I do not actually believe that Keynes ever resiled from that belief which is why towards the end of his life he is reported to have said, “I am not a Keynesian.” But whether he was or he wasn’t, it now seems everyone else today still is. The biggest mystery to me till now has been why these policy makers in Treasuries across the world have not tried to finance the huge increases in public deficits by cutting the public sector wages bill, at least for the “non-essential” workforce. It finally occurred to me today why governments have left public sector wages alone.

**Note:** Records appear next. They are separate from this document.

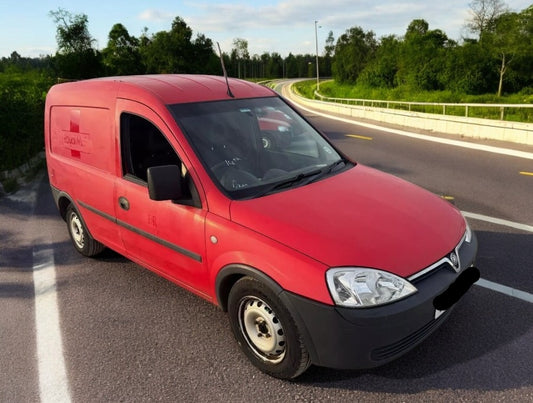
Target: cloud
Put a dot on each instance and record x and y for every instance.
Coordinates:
(155, 16)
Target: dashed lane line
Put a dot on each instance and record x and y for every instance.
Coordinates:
(357, 136)
(503, 289)
(498, 221)
(53, 381)
(456, 143)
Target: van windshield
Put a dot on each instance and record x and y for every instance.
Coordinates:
(253, 147)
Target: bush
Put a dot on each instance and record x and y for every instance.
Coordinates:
(22, 98)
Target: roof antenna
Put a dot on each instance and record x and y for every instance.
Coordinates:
(225, 72)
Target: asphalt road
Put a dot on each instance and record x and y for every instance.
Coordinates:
(130, 336)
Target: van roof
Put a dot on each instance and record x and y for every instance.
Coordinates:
(171, 88)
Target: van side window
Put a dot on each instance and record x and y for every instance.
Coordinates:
(143, 146)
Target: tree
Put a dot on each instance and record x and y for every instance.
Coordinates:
(381, 71)
(240, 55)
(122, 55)
(508, 41)
(76, 57)
(354, 49)
(422, 56)
(329, 51)
(484, 14)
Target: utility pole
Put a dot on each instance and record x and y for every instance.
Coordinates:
(316, 49)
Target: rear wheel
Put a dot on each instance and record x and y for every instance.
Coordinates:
(265, 330)
(81, 239)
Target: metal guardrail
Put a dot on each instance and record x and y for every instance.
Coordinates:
(509, 112)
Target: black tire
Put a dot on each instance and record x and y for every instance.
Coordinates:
(83, 242)
(265, 330)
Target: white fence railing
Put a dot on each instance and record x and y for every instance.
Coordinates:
(510, 112)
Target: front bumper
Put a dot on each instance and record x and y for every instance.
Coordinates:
(348, 338)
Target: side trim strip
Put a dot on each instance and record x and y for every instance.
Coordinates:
(145, 234)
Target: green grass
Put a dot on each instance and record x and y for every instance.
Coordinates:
(403, 94)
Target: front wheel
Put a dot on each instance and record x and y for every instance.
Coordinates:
(265, 330)
(81, 239)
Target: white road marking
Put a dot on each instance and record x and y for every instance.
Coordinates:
(53, 381)
(457, 143)
(503, 289)
(499, 221)
(513, 292)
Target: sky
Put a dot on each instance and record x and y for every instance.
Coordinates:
(282, 26)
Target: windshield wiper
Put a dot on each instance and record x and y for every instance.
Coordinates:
(290, 182)
(329, 169)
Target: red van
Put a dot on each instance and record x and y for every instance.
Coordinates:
(226, 190)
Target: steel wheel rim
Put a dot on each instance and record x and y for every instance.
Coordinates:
(76, 229)
(262, 330)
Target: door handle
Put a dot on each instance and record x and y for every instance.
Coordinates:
(123, 203)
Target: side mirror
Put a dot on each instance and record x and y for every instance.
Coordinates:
(164, 182)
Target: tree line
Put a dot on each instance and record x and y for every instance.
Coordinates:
(497, 60)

With their “stimulus” packages, immense gaping budgetary holes have been created through stopping dead a large part of the economy, in this way losing immense tax revenues while funding tremendous increases in their outlays. I believe they have left public sector wages alone because they believe it is important to maintain demand as the economy sinks into recession. They seem to believe their zero-productivity workforce can maintain the level of aggregate demand, while employees within the actually productive parts of the economy – the ones employed by the private sector – have lost their jobs and their incomes with a massive fall in their ability to spend as much as they previously did.
Naturally, those same public servants, the ones who are advising our governments, believe how important it is that they keep receiving their full salaries even though their own decisions have mutilated the livelihoods of millions across the world, both among business owners and their employees. It is disgusting and maddening. Were it not for the absolute junk theories their heads are filled with, this would be as obvious as the day is long.

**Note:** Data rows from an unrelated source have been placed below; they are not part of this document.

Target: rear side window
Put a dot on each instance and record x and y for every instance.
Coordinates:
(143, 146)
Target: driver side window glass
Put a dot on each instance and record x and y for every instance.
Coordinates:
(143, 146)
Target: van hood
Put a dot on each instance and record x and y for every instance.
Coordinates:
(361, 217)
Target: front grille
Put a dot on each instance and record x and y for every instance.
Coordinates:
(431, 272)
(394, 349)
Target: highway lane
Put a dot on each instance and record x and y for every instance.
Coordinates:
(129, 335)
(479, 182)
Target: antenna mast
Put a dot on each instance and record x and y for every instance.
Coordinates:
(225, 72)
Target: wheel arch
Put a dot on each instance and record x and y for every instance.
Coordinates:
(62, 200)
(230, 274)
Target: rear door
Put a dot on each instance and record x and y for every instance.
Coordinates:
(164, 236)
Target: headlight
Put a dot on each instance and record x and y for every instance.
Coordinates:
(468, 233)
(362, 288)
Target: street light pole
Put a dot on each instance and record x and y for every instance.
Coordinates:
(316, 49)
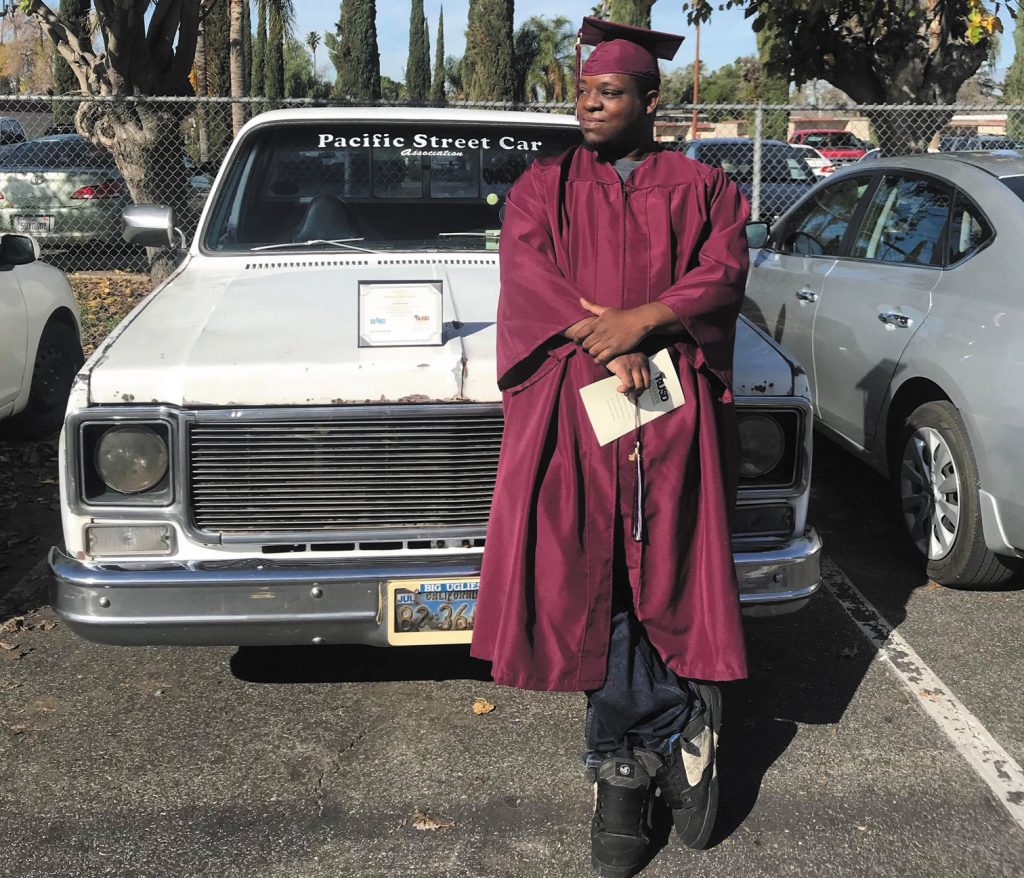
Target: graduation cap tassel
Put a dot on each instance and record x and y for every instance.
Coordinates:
(637, 458)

Our governments have now done two things simultaneously. They have cut production (Q) while pouring money (M) out into the economy. So let me take you to a bit of ancient economics that has never been refuted since basically it is an identity, absolutely true because it cannot be otherwise. This is known as the Quantity Theory of Money. As an equation, it states that P = Mv/Q – the more rapid the amount of money in circulation (M) especially if the increase in the stock of money is coupled with a fall in output (Q) the more rapid the rate of inflation will be. There is also “v” which is an indication of how fast each unit of money passes from hand to hand, “v” standing for “velocity of circulation”. Which leads to this conclusion that no economist denies:
The price level increases with every increase in the amount of money in an economy relative to the amount of output being produced and bought. The faster the money supply grows while output is being cut back, the greater the rate of inflation must be.

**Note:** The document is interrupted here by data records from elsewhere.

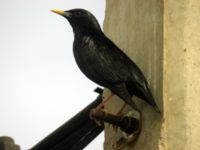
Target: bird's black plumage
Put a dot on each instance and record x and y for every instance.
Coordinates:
(103, 62)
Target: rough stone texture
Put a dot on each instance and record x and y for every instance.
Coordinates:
(136, 27)
(182, 70)
(7, 143)
(163, 38)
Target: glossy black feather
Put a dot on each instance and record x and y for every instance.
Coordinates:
(103, 62)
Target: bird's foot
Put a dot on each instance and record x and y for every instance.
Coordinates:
(104, 101)
(93, 112)
(128, 138)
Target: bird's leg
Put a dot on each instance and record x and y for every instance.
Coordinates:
(99, 107)
(121, 109)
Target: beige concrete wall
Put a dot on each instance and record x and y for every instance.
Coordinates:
(182, 74)
(163, 38)
(136, 27)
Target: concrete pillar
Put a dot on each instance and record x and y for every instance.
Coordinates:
(7, 143)
(163, 38)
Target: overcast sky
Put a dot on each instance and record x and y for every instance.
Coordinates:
(40, 85)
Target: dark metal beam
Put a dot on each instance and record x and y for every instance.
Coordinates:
(75, 134)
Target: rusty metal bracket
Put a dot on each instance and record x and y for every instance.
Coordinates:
(130, 125)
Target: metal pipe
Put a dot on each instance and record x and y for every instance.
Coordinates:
(76, 133)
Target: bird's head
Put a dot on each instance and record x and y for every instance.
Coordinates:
(81, 20)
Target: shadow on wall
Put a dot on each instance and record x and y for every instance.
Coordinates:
(137, 28)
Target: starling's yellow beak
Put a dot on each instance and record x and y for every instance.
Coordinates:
(60, 12)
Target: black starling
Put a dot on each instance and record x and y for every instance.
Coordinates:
(103, 62)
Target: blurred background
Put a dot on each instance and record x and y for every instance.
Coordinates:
(40, 85)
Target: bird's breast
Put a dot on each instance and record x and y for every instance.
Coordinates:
(85, 54)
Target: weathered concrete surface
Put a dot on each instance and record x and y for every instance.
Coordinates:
(136, 27)
(7, 143)
(181, 78)
(163, 38)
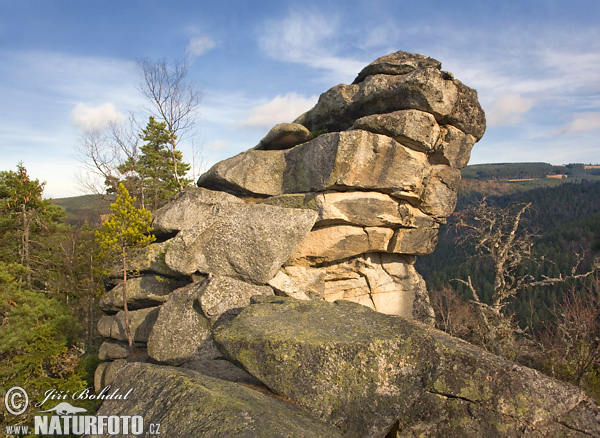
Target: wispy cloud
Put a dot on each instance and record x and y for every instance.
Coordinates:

And as a matter of policy, that is just exactly what we are doing. We are increasing the amount of money being spent while reducing the amount of goods and services available to buy. The outcome will be an inevitable large increase in the rate of inflation.
There is absolutely no reason, given the potential for runaway inflation following the policies we are now about to endure, to leave public sector wage rates untouched. They must be reduced as a matter of both equity and economic necessity.
The correct policy given our circumstances, a policy which I fully endorsed from the start, was to fill in the income losses for those who lose their jobs, but only for those who lost their jobs, so that they could continue to buy what they need. This is not a stimulus. We are obviously not trying to grow the economy. This is just to make sure people are still able to buy what they need and to pay their bills. The same necessity was to reduce business costs wherever possible. A business without revenue because the government has shut them down and deprived them of their customer base, should have its tax bills deferred along with assistance provided to cover their outgoing costs while they are in shut-down mode, such as taxes, interest payments and rent.
To hammer private sector employees while leaving public service wages untouched is an outrage. It defies explanation for governments to leave untouched the public service wages bill while forcing private sector employees out of their jobs. The only equitable policy is for every one of us to share the sacrifice. It is beyond explanation for the government to hammer private sector employees and leave the public sector earning the incomes they continue to earn.
There is then the inflation that is to come. This inflation will only be contained only if it is understood by one and all right now that when this emergency is over that interest rates will have to rise to stop inflation from rising by soaking up the excess liquidity that has now been unleashed. Unless, of course, the aim really is to destroy the capitalist system.